Alli is the brand name for over-the-counter orlistat, marketed by GlaxoSmithKline. Orlistat is a weight loss drug that also comes in prescription strength for the treatment of obesity. Alli contains 60 mg orlistat, while the prescription-strength form--Xenical--contains 120 mg orlistat.
Alli is taken up to three times a day just before meals. Alli works by limiting the ability of lipase, an enzyme in the body that breaks down fat in the digestive tract. Because the fat is not completely broken down by the disabled lipase, the body cannot absorb all the fat ingested during a meal. According to the Alli website, Alli works to prevent about a quarter of the fat eaten from being absorbed. This, in turn, helps aid in reducing caloric intake and promoting weight loss.
While there has been a fair amount reported on Alli side effects--such as loose or runny stools, diarrhea, urgent bowel movements, gas with oily spotting, and abdominal pain--reports of serious liver injury have received worldwide attention. Between 1999 and October 2008, 32 reports of serious liver injury, including 6 cases of liver failure, in patients using orlistat were submitted to FDA's Adverse Event Reporting System. Thirty of the 32 reports occurred outside the United States. The most commonly reported adverse events described in the 32 reports of serious liver injury were jaundice (yellowing of the skin or whites of the eyes), weakness, and abdominal pain. Hospitalization was reported in 27 of the 32 cases.
In 2007, Alli (orlistat 60mg) was approved for over-the-counter use for weight loss in overweight adults, 18 years and older, in conjunction with a reduced-calorie and low-fat diet. Currently, orlistat is approved for marketing in approximately 100 countries. In January 2009, a nonprescription version of orlistat was approved for sale in the European Union.
In 2011, the European Medicines Agency said it was investigating Alli following reports of severe liver injury. The EMA said it was reviewing medications that contained orlistat to analyze the strength of evidence linking orlistat to severe liver injury.

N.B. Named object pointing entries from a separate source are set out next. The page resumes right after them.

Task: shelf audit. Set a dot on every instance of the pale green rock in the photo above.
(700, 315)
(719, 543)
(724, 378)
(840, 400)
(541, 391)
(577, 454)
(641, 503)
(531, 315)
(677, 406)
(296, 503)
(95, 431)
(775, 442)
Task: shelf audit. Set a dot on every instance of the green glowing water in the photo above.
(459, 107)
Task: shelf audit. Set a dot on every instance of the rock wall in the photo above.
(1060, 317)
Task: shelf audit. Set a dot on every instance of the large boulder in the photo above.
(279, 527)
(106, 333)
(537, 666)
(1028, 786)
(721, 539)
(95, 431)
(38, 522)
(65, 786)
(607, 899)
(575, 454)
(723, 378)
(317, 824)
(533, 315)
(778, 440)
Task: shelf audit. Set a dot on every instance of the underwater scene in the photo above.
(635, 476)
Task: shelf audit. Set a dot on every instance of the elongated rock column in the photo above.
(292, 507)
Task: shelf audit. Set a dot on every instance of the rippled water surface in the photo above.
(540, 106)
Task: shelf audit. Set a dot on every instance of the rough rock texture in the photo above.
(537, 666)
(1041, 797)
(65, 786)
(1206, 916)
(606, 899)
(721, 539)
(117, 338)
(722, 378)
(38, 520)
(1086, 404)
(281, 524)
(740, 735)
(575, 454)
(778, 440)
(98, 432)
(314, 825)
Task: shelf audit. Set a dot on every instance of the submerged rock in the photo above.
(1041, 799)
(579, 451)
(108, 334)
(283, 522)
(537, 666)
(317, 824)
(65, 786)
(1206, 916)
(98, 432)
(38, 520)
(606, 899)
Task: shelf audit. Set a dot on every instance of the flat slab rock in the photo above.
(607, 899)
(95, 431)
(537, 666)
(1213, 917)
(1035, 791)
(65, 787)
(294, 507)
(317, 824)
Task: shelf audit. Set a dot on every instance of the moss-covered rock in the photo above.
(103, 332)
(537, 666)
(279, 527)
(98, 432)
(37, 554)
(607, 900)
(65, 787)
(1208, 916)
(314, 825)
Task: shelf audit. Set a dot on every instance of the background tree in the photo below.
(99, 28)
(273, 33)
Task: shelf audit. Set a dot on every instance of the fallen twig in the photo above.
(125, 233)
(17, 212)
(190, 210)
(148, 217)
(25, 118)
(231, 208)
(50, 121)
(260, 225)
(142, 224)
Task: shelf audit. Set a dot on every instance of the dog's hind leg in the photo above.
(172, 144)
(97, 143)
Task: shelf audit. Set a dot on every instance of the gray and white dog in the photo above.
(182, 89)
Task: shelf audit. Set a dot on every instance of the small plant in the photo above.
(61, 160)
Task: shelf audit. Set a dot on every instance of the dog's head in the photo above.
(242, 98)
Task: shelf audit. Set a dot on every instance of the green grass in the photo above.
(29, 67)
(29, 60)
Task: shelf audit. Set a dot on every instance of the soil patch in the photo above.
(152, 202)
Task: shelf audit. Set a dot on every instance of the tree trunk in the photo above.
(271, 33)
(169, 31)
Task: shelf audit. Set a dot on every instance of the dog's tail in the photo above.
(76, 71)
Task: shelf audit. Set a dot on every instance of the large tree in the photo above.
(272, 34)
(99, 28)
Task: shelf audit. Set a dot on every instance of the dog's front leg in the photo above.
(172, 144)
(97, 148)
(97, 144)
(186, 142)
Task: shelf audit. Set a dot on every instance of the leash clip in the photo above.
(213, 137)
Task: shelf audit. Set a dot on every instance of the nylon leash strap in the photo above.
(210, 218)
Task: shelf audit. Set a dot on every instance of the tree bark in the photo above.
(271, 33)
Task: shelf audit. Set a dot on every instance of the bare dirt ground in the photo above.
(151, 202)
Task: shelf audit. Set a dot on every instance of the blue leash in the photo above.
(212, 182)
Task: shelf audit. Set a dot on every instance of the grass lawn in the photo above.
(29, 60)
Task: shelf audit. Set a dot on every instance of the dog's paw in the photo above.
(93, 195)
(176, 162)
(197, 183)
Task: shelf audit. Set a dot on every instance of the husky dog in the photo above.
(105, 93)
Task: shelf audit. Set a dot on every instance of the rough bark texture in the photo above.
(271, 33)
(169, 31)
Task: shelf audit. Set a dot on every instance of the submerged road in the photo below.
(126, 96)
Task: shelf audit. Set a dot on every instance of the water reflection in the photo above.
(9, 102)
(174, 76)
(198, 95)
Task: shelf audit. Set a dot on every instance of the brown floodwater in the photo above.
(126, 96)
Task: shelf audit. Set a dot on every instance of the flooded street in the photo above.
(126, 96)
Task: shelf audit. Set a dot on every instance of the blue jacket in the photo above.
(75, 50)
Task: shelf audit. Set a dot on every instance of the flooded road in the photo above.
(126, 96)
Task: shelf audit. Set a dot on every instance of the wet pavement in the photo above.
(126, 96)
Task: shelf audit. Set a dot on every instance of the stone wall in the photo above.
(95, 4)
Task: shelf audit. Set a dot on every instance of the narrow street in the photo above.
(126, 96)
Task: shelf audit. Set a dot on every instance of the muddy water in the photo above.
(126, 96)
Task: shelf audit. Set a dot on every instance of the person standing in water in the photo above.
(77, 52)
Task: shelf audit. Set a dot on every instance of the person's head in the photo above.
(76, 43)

According to the EMA, there were 21 cases of liver injury linked to patients taking 120 mg of orlistat between August 2008 and January 2011. Four of those cases were reportedly severe.

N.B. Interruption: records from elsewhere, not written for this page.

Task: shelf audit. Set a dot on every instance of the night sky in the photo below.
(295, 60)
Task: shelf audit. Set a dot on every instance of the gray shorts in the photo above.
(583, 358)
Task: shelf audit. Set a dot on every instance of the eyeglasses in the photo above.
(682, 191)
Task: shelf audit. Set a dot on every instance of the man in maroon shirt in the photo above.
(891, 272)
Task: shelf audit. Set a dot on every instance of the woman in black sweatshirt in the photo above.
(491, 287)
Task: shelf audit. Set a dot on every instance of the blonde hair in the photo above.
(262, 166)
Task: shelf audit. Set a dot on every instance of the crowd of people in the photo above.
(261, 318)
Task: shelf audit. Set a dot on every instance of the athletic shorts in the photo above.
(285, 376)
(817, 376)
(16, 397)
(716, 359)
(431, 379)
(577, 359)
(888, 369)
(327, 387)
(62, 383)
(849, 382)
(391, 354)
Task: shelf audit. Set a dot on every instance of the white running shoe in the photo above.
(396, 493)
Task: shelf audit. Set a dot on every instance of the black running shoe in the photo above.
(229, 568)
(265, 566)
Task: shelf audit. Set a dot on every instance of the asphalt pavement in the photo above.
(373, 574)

In May 2010, the FDA issued a drug safety communication for orlistat (see FDA Alli warning information). After conducting a post-market safety review of orlistat, the agency determined that a new warning should be added to the labels of both prescription Xenical and over-the-counter Alli to inform users about the potential for serious liver injury.
While the FDA stated that a cause and effect relationship between orlistat (Alli, Xenical) and severe liver injury has not been established, the agency added the new label information to educate the public about the signs and symptoms of liver injury.
The FDA also advised healthcare professionals that cases of severe liver injury among Alli and Xenical users, although rare, had been reported and that some cases resulted in liver transplant or death.
In April 2011, consumer watchdog group, Public Citizen, issued a petition to the FDA calling for the removal of Alli and Xenical from the market. According to Public Citizen, information from the FDA AERS (Adverse Event Reporting System) indicated that not only had Alli and Xenical been linked to severe liver injury, but also to reports of acute pancreatitis (47 cases) and kidney stones (73 cases).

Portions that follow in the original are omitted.